The additional assessments and reviews will be required from 2023-24 onwards when the government implements its cap on care costs and a more generous system of means-testing, bringing many more self-funders into local authority care and support.
In an impact assessment of the reforms published this week, the Department of Health and Social Care said it was working with the sector to understand how many additional practitioners would be required and how the impact of the reforms on the workforce could be mitigated.
But it stressed: “Additional social workers and back-office staff will…be required to meet an increased number of assessments.”

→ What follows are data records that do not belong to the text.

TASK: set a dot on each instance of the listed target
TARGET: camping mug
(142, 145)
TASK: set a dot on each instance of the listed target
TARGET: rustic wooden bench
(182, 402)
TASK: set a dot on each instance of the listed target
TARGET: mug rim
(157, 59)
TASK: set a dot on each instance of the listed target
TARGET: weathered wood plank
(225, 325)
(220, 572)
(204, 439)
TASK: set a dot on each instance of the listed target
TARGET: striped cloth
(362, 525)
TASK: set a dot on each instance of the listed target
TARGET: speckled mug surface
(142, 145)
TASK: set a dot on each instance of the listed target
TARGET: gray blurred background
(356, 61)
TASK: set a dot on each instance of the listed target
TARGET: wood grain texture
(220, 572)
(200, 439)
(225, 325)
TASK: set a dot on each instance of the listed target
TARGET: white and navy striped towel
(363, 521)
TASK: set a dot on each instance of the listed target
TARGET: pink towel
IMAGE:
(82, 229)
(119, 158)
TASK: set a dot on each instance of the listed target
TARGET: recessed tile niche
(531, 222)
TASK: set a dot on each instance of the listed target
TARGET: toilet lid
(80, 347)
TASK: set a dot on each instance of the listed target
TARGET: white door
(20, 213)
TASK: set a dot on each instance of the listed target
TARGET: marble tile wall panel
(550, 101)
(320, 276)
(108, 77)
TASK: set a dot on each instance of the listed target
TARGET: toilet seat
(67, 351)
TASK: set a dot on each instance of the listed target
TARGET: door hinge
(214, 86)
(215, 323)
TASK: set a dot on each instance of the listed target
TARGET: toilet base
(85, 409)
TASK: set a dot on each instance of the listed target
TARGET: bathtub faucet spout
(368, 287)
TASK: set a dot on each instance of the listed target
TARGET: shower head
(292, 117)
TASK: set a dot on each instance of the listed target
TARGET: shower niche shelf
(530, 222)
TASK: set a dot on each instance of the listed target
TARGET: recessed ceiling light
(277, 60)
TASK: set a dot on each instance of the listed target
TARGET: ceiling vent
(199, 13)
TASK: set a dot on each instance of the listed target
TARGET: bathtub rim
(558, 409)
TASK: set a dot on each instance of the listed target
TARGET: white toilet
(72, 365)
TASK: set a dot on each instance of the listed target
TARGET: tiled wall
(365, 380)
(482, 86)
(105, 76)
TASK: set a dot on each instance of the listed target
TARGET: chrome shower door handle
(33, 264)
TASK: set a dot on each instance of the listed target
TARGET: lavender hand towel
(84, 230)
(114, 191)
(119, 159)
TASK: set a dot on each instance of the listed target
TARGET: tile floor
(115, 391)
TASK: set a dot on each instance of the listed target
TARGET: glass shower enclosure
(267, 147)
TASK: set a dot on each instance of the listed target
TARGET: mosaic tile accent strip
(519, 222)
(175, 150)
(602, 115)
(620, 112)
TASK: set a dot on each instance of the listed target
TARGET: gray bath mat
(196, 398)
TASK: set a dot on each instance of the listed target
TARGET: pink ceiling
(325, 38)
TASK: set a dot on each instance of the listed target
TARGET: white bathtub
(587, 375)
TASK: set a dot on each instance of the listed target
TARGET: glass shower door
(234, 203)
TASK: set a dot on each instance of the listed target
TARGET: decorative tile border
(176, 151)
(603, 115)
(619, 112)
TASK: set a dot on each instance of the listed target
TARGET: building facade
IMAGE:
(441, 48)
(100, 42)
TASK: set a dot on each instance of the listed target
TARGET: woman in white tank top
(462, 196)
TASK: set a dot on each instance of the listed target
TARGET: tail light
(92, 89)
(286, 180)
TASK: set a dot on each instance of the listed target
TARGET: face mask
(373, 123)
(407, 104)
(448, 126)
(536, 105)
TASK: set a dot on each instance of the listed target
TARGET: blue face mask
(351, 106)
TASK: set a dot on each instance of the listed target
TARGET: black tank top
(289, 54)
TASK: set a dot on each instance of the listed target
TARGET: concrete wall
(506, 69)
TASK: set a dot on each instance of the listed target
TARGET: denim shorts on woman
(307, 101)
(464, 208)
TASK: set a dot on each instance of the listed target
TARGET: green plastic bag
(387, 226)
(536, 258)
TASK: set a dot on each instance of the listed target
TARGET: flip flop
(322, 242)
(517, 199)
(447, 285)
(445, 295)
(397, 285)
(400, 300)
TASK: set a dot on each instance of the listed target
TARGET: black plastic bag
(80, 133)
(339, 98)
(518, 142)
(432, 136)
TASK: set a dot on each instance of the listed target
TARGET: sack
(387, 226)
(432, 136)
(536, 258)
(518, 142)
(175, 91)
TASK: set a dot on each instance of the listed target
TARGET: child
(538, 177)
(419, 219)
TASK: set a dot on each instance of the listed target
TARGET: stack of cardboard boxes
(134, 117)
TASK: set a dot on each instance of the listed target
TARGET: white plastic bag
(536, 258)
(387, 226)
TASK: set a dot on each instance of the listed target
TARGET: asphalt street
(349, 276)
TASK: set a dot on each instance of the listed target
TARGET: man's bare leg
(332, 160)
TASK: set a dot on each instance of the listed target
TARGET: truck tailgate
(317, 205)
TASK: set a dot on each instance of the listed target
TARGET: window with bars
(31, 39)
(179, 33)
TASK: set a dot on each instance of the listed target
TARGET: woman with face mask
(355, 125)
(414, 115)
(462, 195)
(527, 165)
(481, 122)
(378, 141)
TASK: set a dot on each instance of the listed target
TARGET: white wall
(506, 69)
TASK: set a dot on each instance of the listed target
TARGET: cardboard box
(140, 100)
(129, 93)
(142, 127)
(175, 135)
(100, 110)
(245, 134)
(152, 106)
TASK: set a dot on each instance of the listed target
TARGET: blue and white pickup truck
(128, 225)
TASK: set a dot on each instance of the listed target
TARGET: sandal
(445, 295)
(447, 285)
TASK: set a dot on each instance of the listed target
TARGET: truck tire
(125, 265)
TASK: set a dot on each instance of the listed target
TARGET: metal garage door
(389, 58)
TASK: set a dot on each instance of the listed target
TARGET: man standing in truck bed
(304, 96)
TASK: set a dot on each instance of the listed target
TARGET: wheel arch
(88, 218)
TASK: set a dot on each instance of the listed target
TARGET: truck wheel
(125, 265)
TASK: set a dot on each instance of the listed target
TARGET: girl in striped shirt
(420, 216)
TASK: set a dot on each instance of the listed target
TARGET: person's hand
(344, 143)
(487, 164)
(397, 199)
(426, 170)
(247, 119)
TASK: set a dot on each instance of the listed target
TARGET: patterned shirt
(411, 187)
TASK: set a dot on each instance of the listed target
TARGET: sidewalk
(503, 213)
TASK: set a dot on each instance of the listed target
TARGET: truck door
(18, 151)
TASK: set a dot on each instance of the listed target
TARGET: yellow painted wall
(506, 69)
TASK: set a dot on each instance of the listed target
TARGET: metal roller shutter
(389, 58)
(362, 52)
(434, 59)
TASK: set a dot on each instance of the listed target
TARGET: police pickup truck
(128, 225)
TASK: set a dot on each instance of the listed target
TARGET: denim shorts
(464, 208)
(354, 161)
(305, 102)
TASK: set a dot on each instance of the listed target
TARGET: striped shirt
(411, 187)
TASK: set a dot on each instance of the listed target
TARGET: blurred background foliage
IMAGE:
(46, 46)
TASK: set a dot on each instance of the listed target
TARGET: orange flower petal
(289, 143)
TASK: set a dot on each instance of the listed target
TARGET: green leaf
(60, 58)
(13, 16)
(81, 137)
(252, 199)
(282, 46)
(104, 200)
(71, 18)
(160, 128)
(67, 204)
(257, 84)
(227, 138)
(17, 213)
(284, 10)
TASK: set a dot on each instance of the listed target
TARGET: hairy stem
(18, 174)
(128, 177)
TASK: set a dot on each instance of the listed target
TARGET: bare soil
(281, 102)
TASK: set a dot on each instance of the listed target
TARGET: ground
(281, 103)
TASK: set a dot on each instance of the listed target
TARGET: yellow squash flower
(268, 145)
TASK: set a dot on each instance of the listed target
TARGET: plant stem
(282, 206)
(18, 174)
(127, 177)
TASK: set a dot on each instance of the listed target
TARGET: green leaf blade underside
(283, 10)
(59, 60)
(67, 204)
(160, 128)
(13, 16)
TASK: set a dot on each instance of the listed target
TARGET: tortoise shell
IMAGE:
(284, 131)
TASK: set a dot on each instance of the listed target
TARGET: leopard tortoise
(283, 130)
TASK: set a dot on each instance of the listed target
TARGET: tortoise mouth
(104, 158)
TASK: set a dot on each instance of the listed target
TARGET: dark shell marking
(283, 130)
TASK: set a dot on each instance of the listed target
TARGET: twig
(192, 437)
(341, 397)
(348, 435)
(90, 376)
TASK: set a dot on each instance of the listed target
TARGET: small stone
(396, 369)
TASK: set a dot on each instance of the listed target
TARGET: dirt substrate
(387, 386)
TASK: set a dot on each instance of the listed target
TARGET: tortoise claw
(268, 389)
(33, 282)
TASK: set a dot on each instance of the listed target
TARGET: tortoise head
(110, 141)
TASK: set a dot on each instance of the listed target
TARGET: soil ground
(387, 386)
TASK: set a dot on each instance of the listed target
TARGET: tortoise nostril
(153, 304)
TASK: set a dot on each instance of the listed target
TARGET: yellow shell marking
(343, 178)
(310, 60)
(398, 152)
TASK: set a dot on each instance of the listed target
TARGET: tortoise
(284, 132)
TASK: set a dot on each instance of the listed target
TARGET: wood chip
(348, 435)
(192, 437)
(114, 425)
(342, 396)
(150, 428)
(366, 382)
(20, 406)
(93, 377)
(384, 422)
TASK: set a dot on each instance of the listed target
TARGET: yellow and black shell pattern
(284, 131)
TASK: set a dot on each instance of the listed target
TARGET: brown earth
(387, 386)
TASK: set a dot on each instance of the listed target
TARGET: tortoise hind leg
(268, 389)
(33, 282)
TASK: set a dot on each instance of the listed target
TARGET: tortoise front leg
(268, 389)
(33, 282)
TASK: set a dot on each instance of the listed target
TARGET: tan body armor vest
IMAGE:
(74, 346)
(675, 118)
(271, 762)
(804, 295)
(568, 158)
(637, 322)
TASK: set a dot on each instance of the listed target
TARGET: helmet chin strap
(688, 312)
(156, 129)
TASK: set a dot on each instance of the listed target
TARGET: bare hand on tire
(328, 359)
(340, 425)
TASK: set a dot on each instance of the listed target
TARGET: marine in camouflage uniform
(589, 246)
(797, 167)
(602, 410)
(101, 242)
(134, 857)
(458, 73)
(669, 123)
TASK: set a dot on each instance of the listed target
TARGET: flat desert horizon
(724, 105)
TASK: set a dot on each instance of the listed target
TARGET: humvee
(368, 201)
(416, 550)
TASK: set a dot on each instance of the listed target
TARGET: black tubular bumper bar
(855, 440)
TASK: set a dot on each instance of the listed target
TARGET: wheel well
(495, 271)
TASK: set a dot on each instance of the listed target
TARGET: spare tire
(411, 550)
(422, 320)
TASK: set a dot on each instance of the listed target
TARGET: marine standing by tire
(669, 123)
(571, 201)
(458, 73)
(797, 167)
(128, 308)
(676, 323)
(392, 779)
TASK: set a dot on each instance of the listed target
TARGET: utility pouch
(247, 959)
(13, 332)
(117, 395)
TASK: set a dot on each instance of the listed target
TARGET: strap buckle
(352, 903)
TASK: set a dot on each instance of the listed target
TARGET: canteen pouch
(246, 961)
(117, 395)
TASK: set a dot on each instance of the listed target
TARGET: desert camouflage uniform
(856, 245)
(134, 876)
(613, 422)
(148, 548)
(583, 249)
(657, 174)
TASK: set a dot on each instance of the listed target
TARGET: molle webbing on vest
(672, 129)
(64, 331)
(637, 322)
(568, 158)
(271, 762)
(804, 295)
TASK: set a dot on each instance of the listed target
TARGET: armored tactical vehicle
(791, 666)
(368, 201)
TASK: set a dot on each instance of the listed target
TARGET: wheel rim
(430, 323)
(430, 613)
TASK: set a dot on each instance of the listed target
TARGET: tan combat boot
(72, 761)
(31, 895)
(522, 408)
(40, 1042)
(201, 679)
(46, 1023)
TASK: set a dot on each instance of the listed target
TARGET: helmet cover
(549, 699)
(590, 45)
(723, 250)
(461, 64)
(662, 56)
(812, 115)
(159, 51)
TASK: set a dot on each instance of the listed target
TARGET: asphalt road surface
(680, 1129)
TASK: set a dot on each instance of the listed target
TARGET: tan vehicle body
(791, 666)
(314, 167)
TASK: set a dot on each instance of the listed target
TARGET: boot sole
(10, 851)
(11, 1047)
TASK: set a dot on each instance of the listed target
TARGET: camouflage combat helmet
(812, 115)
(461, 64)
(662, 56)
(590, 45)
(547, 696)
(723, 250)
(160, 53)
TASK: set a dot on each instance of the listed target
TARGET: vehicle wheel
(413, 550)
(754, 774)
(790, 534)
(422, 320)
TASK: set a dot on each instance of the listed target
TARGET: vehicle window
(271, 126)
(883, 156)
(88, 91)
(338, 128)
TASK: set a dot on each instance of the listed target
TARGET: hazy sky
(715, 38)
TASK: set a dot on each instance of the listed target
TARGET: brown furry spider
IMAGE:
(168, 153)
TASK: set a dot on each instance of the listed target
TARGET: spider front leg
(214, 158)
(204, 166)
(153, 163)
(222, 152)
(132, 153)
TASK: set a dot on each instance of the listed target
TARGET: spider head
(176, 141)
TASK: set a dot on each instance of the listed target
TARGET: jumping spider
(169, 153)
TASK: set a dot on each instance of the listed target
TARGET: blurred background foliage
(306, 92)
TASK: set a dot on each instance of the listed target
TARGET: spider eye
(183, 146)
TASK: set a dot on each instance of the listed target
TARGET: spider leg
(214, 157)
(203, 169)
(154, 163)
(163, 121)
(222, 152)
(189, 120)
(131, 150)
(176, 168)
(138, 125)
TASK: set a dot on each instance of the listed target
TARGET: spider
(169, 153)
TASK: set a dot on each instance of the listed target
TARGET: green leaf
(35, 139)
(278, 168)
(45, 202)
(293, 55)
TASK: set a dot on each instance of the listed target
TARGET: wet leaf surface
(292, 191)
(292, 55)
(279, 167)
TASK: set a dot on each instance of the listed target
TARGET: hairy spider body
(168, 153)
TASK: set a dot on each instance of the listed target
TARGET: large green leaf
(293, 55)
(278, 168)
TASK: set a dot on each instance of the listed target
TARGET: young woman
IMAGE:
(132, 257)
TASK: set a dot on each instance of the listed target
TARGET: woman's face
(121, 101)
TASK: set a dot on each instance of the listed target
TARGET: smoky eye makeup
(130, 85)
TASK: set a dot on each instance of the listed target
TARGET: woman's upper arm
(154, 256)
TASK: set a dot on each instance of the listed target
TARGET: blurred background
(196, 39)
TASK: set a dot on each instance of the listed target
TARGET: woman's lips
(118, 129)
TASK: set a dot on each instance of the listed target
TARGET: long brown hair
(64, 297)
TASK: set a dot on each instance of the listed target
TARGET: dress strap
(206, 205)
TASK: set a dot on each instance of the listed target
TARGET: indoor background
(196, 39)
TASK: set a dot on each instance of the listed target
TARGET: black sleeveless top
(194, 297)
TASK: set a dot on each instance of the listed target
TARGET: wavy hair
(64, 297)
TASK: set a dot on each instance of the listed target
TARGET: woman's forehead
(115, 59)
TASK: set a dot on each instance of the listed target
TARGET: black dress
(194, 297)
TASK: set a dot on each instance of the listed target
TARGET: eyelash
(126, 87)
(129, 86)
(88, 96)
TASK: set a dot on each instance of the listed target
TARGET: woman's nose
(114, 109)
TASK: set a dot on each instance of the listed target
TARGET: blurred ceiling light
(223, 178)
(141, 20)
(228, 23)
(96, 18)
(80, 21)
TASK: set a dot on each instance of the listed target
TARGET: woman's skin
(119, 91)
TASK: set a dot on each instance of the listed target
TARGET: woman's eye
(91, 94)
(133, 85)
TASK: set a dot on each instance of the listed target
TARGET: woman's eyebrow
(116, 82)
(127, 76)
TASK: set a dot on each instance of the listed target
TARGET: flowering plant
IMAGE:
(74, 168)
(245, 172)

This reflects comments made previously by chief social worker for adults Lyn Romeo, while the DHSC has also confirmed that £500m allocated to the social care workforce from 2022-25 will be used, in part, to expand training routes into social work.
However, the impact assessment is the first quantification of the impact of the reforms on the demand for assessments, reviews and the case management of people needing care and support. This arises from:
- The need to assess and determine eligibility for anyone wanting to benefit from the £86,000 cap on personal care costs, in order to quantify the cost to them of meeting their needs. This would need to be set out in an “independent personal budget”, which would have to be reviewed each year.
- The increase in the upper capital limit for the social care means-test, making more people eligible for council-funded care.
- The full implementation of section 18(3) of the Care Act 2014, meaning self-funders can request their local authority meets their needs in a care home, necessitating assessment, planning and review for them.
The reforms will be implemented in 2023-24, with the cap and more generous means-test coming into force in October of 2023. Councils will be able to carry out assessments for self-funders wanting to take advantage of the cap in the six months prior to implementation.
Additional assessments carried out in 2023-24 will be met from £168m that will be allocated to councils to help implement the reforms. Thereafter, the DHSC estimated, additional assessments, reviews and case management will cost between £160m and £180m a year, with the vast majority of the cost concerning people aged over 65.
Hundreds of thousands more assessments
For that group, the impact assessment said that about 140,000 additional self-funders would require a review of their needs each year from 2024-25, with an average of 1.2 reviews carried out per person per year.
At the same time, a similar number of new self-funders would be assessed each year to be considered for the cap. The DHSC said it estimated 80% of eligible self-funders would come forward each year to be assessed, but an additional 16% of this total who were ineligible would also come forward and require an assessment.
Finally, 14-15,000 self-funders aged over 65 who needed “high-intensity domiciliary care” would receive case management support from local authority adults’ services.
Among those aged under 65, roughly 4,000 additional people would need assessment each year, with 17-19,000 needing review.